Divisioni crescenti nel FOMC

Secondo Shen, le divisioni interne al FOMC sono destinate ad ampliarsi ulteriormente dopo il prossimo mese di maggio, quando Jerome Powell, figura considerata un elemento di equilibrio e coesione, lascerà il ruolo di presidente. L’arrivo di un nuovo Chair, potenzialmente più polarizzante, rischia di accentuare le tensioni già emerse nel processo decisionale.

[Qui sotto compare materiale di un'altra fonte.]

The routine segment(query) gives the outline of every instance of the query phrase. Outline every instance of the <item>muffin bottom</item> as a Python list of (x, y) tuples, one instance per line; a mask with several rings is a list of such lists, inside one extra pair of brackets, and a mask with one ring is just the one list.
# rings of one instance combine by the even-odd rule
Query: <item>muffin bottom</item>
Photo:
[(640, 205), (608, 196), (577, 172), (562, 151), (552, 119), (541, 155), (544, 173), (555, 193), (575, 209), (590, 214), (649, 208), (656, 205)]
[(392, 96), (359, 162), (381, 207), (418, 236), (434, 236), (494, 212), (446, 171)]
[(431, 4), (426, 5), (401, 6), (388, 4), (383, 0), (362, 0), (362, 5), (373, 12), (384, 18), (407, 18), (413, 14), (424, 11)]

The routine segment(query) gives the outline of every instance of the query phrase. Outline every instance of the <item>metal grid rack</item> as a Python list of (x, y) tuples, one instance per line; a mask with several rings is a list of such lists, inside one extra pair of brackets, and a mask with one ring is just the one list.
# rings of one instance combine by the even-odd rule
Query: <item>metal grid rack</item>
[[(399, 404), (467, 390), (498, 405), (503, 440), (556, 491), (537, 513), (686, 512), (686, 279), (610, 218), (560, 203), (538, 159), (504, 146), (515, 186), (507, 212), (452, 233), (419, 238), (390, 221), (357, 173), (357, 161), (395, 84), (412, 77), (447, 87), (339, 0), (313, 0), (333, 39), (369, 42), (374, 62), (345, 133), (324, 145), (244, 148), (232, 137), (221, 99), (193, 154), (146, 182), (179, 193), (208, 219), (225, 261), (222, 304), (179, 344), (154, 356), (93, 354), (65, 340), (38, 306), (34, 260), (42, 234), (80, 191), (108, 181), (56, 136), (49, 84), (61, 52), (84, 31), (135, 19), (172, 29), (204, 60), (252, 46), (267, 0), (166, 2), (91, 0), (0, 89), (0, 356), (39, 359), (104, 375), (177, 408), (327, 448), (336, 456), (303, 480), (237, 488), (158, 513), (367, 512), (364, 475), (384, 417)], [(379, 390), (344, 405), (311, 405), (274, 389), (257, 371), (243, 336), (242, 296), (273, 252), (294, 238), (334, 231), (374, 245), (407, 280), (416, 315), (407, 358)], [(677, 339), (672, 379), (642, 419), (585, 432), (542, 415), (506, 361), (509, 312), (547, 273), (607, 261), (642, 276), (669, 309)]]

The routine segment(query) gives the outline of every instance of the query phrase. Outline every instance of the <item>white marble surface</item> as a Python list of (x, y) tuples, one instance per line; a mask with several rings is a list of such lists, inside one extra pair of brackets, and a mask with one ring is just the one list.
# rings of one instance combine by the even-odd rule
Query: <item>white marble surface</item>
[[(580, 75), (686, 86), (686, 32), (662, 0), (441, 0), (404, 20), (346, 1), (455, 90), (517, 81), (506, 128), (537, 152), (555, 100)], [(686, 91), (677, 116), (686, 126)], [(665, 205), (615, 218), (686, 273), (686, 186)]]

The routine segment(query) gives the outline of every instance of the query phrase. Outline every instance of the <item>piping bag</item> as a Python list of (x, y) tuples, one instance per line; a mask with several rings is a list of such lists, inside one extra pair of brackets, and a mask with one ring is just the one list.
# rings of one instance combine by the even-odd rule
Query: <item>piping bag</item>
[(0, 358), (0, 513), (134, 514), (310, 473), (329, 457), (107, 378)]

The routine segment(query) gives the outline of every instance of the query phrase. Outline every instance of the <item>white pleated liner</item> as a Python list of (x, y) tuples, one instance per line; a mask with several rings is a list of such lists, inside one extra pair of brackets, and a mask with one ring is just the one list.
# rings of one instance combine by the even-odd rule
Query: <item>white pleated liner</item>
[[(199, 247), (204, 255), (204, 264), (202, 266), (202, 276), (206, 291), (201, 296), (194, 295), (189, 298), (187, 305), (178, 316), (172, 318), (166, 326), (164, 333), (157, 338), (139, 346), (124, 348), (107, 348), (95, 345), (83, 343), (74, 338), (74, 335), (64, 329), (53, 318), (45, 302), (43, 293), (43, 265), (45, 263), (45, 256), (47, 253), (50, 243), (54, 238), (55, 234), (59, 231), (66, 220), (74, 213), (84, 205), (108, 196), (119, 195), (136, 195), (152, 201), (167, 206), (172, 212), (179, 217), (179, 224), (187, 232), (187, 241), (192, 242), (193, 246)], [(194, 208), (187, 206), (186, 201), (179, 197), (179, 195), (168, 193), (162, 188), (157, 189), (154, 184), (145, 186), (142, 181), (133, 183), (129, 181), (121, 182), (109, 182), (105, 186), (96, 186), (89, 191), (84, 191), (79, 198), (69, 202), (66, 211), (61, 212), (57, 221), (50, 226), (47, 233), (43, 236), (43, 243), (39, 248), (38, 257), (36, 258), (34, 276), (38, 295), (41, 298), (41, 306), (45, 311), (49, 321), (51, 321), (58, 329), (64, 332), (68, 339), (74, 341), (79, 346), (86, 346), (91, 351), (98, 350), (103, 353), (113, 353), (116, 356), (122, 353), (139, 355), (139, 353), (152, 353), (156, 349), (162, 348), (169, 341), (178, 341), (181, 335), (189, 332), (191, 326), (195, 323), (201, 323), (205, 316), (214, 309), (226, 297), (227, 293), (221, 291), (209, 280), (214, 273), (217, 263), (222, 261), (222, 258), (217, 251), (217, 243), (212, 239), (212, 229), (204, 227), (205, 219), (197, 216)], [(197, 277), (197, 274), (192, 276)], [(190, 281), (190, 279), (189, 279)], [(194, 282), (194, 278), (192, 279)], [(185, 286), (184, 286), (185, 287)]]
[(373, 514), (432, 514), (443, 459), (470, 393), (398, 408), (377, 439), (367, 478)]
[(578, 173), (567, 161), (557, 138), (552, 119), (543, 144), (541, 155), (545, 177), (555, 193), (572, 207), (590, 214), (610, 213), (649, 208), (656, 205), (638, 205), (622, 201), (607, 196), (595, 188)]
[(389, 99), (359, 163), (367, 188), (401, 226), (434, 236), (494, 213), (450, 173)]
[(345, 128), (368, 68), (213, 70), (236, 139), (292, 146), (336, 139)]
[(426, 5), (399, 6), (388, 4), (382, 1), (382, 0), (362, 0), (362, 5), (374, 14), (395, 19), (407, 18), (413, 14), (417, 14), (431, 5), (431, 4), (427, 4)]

In questo contesto, Scope Ratings segnala come la crescente politicizzazione della Fed e il progressivo indebolimento dell’indipendenza delle banche centrali rappresentino un rischio concreto per la stabilità economica e finanziaria. La capacità dell’istituzione di agire in modo autonomo e credibile viene considerata un pilastro essenziale per il buon funzionamento dei mercati e per l’ancoraggio delle aspettative.

Inflazione elevata e dati incompleti

Nel commento di Scope viene evidenziato come permangano problemi legati alla qualità e completezza dei dati economici, anche a causa delle interruzioni nella raccolta delle informazioni successive allo shutdown del governo. L’inflazione, inoltre, resta su livelli elevati. Nonostante ciò, secondo Shen, all’interno della Fed recentemente sembrano aver prevalso le posizioni più accomodanti rispetto a quelle più restrittive.

Dallo scorso settembre 2024, la banca centrale ha già attuato un allentamento complessivo pari a 175 punti base, portando i tassi ufficiali all’interno di un intervallo che la Fed stessa considera vicino al livello neutrale. In questo scenario, Scope giudica prudente il segnale di una possibile pausa nei tagli dei tassi, pur ritenendo che tale comunicazione risulti meno convincente alla luce dei cambiamenti attesi nella composizione e nella leadership dell’istituto.

Crescita solida, taglio non necessario

La Fed ha nel frattempo rivisto al rialzo le stime mediane di crescita per il 2026, portandole al 2,3% dall’1,8%, un livello in linea con la previsione di Scope pari al 2,4%. I funzionari si attendono anche un’inflazione leggermente più bassa.

Tuttavia, secondo Dennis Shen, considerando la resilienza dell’economia statunitense, i dati contrastanti sul mercato del lavoro e un’inflazione ancora superiore agli obiettivi, non vi era una reale necessità di procedere con il taglio dei tassi deciso nella riunione di mercoledì. In questo contesto, anche strumenti di comunicazione come il dot plot, che suggerisce un solo ulteriore taglio nel prossimo anno, potrebbero rivelarsi meno affidabili, soprattutto se il prossimo presidente della Fed dovesse spingere per un’ulteriore fase di allentamento monetario.